Quería decir que empeoraba las cosas, que tal vez en el juicio, si se daba, saldría a la luz la vieja rencilla, el móvil de que se hiciera tal infamia en contra de César; porque a esas alturas Julián estaba seguro de que había sido por dañarlo a él directamente.

Raúl tenía la vista detenida, gélida, sobre un cuadro a espaldas de César; Emilio siempre había sido despreocupado, un joven que vestía de manera inapropiada cuando se lo solicitaba elegante, que no acometía las reglas de ningún sitio y que gozaba haciendo enfurecer a su hermano. Se preguntó cuántas veces en realidad le había visto y durante cuánto tiempo. Encontró que nunca le había conocido, que lo que oía de César era lo más íntimo de sus problemas familiares.

Mientras que el mayor de los Medinaceli se hacía cargo de la empresa que con tanto esfuerzo sus antepasados habían comenzado en aquel pueblo de Andalucía, Emilio había seguido su vida, había continuado con su estilo libertino de ver las cosas, de tomar en serio poco o nada de la vida. Había quedado en claro que su pasatiempo favorito siempre era hacer algo para llevar la contra a César, que al ver sus disparates siempre perdía la compostura.

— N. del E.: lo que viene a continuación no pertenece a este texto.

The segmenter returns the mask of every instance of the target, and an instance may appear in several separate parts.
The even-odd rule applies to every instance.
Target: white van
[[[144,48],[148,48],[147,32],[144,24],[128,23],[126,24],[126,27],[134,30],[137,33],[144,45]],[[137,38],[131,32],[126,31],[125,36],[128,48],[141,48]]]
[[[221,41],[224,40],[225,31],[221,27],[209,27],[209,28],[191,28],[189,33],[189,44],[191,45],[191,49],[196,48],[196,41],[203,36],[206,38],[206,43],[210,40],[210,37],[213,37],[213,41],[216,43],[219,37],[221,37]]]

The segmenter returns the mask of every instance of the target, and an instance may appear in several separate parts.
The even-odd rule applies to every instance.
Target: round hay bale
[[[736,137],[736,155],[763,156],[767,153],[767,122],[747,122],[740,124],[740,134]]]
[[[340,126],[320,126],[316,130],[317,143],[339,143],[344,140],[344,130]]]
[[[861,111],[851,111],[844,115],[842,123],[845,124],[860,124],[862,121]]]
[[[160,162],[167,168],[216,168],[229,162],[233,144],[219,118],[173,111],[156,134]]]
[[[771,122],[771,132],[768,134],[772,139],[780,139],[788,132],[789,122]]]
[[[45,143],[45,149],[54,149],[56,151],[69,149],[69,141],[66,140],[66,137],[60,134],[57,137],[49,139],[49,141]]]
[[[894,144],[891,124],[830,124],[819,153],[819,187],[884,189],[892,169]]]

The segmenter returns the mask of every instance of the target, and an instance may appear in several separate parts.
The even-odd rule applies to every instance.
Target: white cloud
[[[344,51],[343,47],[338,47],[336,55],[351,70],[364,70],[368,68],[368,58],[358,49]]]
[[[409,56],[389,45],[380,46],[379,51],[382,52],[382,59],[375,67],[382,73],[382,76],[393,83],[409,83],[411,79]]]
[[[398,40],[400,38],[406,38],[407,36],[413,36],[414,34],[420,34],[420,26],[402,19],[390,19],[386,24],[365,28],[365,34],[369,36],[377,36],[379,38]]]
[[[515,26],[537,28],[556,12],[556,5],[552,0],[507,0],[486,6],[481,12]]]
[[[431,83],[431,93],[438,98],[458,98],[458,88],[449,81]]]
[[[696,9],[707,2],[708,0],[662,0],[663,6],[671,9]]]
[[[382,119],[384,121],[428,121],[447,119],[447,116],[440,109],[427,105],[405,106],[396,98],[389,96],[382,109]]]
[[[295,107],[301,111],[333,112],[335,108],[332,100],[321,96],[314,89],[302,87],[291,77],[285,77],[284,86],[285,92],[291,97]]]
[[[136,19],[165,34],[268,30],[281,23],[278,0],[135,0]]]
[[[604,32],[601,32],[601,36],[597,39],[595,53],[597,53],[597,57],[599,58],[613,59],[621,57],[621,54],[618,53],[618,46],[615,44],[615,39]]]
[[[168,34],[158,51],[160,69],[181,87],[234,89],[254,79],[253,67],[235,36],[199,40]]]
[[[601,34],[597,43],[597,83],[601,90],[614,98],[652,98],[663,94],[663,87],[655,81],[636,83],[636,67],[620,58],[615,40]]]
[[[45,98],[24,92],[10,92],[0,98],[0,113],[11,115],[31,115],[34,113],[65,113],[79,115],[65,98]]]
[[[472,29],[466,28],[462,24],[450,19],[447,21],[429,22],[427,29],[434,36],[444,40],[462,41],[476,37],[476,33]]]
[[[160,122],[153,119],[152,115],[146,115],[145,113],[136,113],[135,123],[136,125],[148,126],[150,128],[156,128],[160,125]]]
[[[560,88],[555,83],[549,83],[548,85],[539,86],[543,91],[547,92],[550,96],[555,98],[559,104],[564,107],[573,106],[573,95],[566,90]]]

Supo que la última vez que lo había tenido de frente había sido en Canadá, cuando César había pensado en pedirle matrimonio a Marlene. Cosa que siempre creyó una tontería, pero a la que su amigo prefería dejar inconclusa, flotando en el aire, sin temor a que algo como lo que había ocurrido le pasase. Y allí estaban de nuevo, salvo que ahora, la mujer de Emilio era la manzana de la discordia. El paralelismo hizo sonreír a Raúl aunque intentó contenerse; solo quedaba una cosa por hacer: ayudar a César a cruzar la barrera de la demencia, que se notaba estaba a nada de alcanzar.